Gravita India Limited announced the approval of a binding term sheet to acquire up to 100% stake in Rashtriya Metal Industries Limited (RMIL), a copper and alloy product manufacturer established in 1946. The total consideration is capped at INR 565 crores, subject to due diligence. This strategic move aims to bolster Gravita’s existing business by integrating RMIL’s manufacturing capabilities, positioning the target company to become a subsidiary.
Strategic Acquisition to Expand Copper Capabilities
Gravita India Limited has entered into a binding term sheet for the acquisition of up to 100% equity stake in Rashtriya Metal Industries Limited (RMIL). The maximum consideration agreed upon for this acquisition is up to INR 565 crores, which is subject to the completion of due diligence and other agreed-upon terms. The Board approved this significant development during its meeting held on February 09, 2026.
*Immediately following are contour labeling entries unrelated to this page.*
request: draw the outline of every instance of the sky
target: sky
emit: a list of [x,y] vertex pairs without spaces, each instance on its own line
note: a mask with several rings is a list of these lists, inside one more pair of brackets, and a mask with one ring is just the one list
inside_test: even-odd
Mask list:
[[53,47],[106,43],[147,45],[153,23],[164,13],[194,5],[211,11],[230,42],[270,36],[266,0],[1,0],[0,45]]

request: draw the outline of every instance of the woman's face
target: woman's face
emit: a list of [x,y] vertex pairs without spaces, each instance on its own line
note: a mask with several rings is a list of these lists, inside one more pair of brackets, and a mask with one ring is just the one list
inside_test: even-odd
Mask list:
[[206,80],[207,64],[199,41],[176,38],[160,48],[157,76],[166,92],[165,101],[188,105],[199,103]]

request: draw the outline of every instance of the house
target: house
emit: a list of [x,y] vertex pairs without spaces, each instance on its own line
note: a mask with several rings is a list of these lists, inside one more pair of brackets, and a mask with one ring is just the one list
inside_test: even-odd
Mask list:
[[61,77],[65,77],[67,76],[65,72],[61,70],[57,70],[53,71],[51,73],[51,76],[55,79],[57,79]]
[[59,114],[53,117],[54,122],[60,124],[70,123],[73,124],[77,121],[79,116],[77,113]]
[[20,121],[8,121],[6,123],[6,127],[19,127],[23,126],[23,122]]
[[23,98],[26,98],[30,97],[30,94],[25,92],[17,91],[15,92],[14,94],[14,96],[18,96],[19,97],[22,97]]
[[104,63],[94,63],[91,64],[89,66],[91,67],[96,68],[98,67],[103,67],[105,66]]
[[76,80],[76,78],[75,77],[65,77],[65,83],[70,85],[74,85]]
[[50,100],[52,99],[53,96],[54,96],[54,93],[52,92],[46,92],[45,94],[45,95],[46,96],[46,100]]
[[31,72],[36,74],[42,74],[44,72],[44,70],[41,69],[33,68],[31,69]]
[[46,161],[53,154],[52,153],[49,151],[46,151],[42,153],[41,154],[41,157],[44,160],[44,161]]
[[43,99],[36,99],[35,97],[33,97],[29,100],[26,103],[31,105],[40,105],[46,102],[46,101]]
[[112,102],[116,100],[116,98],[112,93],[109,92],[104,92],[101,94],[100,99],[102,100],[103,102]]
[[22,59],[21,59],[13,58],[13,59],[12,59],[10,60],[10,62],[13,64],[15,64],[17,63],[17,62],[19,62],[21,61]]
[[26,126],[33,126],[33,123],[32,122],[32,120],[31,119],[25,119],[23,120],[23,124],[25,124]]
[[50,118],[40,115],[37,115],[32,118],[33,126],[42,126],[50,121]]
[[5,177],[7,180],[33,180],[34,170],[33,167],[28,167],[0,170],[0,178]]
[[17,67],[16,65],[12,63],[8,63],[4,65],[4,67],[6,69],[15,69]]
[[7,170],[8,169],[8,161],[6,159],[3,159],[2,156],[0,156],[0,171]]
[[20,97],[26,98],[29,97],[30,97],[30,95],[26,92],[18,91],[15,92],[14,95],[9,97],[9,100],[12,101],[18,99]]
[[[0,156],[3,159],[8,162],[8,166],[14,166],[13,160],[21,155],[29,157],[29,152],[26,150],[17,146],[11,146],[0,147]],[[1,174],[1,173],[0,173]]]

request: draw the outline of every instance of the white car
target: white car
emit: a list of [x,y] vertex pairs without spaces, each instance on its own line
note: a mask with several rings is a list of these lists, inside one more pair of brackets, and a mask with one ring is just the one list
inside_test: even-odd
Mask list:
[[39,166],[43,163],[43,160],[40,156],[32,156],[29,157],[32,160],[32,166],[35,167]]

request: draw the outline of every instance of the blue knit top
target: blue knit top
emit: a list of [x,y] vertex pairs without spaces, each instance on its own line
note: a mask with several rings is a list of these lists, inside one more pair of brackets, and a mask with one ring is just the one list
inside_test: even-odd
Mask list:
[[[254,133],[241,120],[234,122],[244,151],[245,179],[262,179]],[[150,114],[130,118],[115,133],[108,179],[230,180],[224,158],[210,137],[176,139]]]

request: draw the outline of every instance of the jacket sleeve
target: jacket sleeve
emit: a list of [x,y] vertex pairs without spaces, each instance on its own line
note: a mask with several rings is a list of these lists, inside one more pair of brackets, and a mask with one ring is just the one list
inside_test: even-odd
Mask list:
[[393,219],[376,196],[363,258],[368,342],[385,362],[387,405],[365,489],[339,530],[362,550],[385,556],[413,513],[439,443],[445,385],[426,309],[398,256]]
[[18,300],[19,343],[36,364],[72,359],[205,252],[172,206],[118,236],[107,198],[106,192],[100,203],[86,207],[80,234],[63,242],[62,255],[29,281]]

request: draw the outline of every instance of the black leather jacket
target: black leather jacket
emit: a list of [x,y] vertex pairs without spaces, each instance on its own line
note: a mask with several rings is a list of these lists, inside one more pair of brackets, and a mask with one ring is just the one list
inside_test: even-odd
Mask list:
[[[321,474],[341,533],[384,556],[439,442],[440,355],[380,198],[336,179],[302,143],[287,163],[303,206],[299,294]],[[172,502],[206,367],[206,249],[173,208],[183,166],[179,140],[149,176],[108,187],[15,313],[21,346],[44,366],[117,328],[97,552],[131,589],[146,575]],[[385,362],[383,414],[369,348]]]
Target Entity Profile: Rashtriya Metal Industries Limited
RMIL is highlighted as one of India’s oldest and most reputed manufacturers, specializing in copper & copper alloy products, including strips and coils, with established export markets across the UAE, USA, Thailand, Sri Lanka, Oman, Saudi Arabia, Kenya, and Indonesia.
Key financial data for RMIL as of March 31, 2025, indicates a Net Worth of ₹300 crores, a Turnover of ₹910 crores, and Total Assets valued at ₹558 crores. The company was incorporated on November 28, 1946, and its operations fall within the manufacturing sector for these metallic products.
Financial History of RMIL (Turnover in Crores)
- FY 24-25: ₹910
- FY 23-24: ₹688
- FY 22-23: ₹598
Deal Rationale and Next Steps
The acquisition is framed as a strategic initiative intended to expand Gravita’s presence and significantly strengthen its overall capabilities, particularly in the copper recycling and related products domain. The Company also noted its entry into the broader business of copper recycling, suggesting this acquisition aligns with future operational expansion.
The transaction is confirmed not to be a related party transaction, with no promoter or group company interest in the target entity. The indicative time period for the completion of the acquisition is set for March 31, 2026, or another mutually agreed date. The consideration will be paid in cash.
The Board Meeting commenced at 02:30 P.M. and concluded at 05:30 P.M. on the day of announcement.